Mar 23 2009
By Brett Ashley McKenzie
Too often at weddings the table wine is guzzled like tap water, and brides and grooms can only look on in horror as guests young and old Cha Cha Slide with perilously poor balance. In many cases, wines provided by reception halls are less than top notch, therefore offering little to savor and becoming nothing more than an alternative to the Miller Lite and vodka tonics being poured at the open bar.
When wine coneisseurs wed, the vino offerings are as important as the entrees, the cake… and possibly the fashion. Some cut right to the chase, choosing to marry in a reputable wine bar, a restaurant with a wine list of biblical proportions, or at a favorite vineyard. For the rest of us, however, getting guests to appreciate–and not simply chug–the painstakingly paired and selected wines requires more creative measures.
1. Work with the Catering Director to Spice Up Your Selection
Most catering directors don’t anticipate couples in the current economic climate will be looking to add costs to their wedding reception, and therefore the wine offering tends to be similar to what you’d find at Dominick’s or Jewel-Osco. But if you do want to see a more sophisticated selection, simply ask.
For my own upcoming May wedding, we learned this first-hand at our food tasting. My father asked if we were being served authentic Champagne and was informed that it was Prosecco. My family took many trips to France in my childhood, and French wine is significant to us, so we asked for an upgrade. The catering director was happy to comply, and offered either a higher end French sparkling wine for an extra $5 a bottle, or a $10 per bottle corkage fee if we decided to bring our own Champagne in. We are still trying to decide which option to choose, but the fact that we aren’t strictly limited to one option is great.
2. Work It Into the Table Decor
If the dinner wine was selected because of its significance to the bride and groom, include the anecdote somewhere on the table. If individual menus are being printed, list the wine at the top and a few sentences about the selection. “The groom proposed to the bride over a bottle of this very same NV Duval Leroy Cuvee Paris Champagne,” or “With your spring greens and poached pear salad, please enjoy the bride’s favorite white wine: the 2007 Gustave Lorentz Pinot Gris from Alsace, France.”

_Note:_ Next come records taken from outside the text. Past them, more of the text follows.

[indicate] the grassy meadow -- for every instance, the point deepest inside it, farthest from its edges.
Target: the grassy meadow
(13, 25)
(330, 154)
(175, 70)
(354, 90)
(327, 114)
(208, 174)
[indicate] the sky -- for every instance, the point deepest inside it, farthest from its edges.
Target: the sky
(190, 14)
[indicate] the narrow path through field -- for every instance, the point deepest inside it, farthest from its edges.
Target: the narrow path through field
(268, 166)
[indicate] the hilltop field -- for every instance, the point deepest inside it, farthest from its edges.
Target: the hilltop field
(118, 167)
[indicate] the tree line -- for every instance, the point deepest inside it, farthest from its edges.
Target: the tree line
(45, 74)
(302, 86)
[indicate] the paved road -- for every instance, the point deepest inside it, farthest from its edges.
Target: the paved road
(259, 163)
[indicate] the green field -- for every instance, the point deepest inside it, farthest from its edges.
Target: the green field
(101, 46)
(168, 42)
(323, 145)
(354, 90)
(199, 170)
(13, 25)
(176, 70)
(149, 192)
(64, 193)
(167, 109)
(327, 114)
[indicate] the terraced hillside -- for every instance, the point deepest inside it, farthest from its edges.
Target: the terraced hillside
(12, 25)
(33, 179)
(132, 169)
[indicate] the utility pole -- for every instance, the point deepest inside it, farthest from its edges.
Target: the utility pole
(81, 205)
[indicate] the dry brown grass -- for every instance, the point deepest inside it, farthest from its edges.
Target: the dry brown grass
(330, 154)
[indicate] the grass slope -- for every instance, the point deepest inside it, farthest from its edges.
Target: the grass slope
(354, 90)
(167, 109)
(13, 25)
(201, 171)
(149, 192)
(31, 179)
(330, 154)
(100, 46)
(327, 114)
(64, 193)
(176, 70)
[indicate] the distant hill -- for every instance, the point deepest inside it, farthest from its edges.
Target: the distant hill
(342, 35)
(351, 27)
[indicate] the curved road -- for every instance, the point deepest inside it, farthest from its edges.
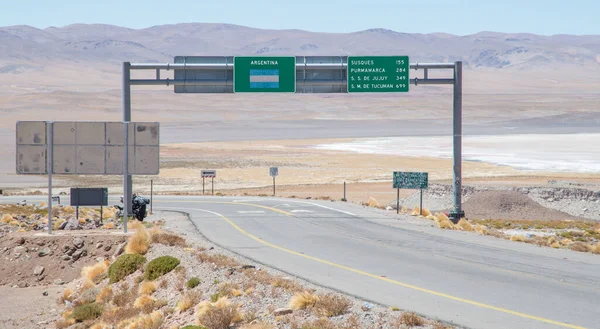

Not only does drawing attention to the wine selection alert guests that this is something more sophisticated than they could find at 7-11, but knowing that you went to great lengths to share an important wine with them will make them feel honored.
3. Pair for the Course
Knowledgeable wine buffs love sharing facts about favorite wines with others. Provide little cheat index cards for the dinner servers. As servers deliver the first course (soup, salad, appetizer, etc.) and table wine to the table, they can read from the index card and educate your guests on the selection. For instance: “The bride and groom have paired the candied walnut and goat cheese salad with the 2007 O’Reilly’s Riesling from Yakima Valley, Washington. This clean Riesling with notes of melon and citrus dispels the myth that all Rieslings are sugary sweet, and will perfectly compliment the flavors in your salad.”
For the main course, since many brides and grooms offer choice of chicken, beef, fish or vegetarian, have the servers bring around a white and a red wine, and say simply, “We’re recommending the 2006 Wall Cellars Cabernet Sauvignon from Napa with the filet mignon, and the 2007 La Terre Chardonnay with the grilled salmon.” This way, no one is confined to any one wine, but they hear the recommended pairings and will pay closer attention to how the wine stands up to their meals.
Now I’d like to pick YOUR brains. At my wedding reception–only eight weeks away–we’re serving a filet mignon with zucchini-wrapped shrimp, a hay-roasted organic Amish chicken, and a vegetarian pasta dish with a tomato-based sauce. I’ve got my ideas, but I want to hear yours. Since the beef dish includes shellfish, what would you recommend? What whites would bring out the flavors in the chicken? What should we serve with the vegetarian pasta?